Güncel

Cezaevlerindeki Keyfi Uygulamalara Karşı Zindanların Sesini Yükseltelim!

Yazımıza başlamadan önce neden böyle bir yazıya ihtiyaç duyulduğunu kısaca aktarmak gerekiyor.

Bu yazı devrimci tutsakların sesini, zindanlarda yaşadıklarını bir nebzede olsa dışarıya taşımak ve bu bağlamda daha güçlü kamuoyu oluşturulmasına duyulan ihtiyaç üzerine olacaktır. Bu vesileyle kendimizin de yaşadığı kimi durumlara dair kamuoyunu bilgilendirme ve devletin devrimci tutsaklara dönük cezaevlerinde uyguladığı keyfi uygulamaları teşhir etmek bağlamında, Bursa H tipi kapalı cezaevinde devrimci tutsaklara dönük uygulanan keyfi tutumlara dair yaşananları kısaca aktarmak, içerde tecrit üzerine uygulanan tecriti kaldırmak, devrimci siyasi tutsakların yaşadıkları zorlu koşulları sizlerle paylaşmak istiyoruz.

Yaşanan en can alıcı sorun ilk ve öncelikli olarak sağlık sorunları üzerine olacaktır.
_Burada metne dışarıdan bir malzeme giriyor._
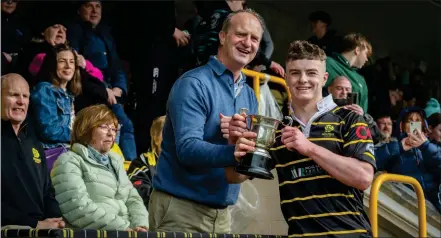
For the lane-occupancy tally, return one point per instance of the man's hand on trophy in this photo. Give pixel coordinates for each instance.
(294, 139)
(245, 144)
Egemen sınıf sahipleri ve iktidar temsilcileri elbette ki iktidarlarına yönelen devrimci tutsaklara karşı misafirperver ve insani temelde yaklaşılmayacağı bizler tarafından net olarak bilinen bir durum.

Burada sorunun esas yönü kendi varlığını sürdürdükleri ve sürekli dillerine pelesenk ettikleri anayasaları, hukukları ve normlarını dahi tanımama, uluslar arası kamuoyu ve kendi kamuoyuna dönük ikiyüzlü ve yalan beyanlarını, taktıkları maskeleri bir kere daha halkımıza ve devrimci, demokrat ve ilerici kamuoyuna gösterme zorunluluğundan dolayı yaşananları sizlere aktarmak istiyoruz.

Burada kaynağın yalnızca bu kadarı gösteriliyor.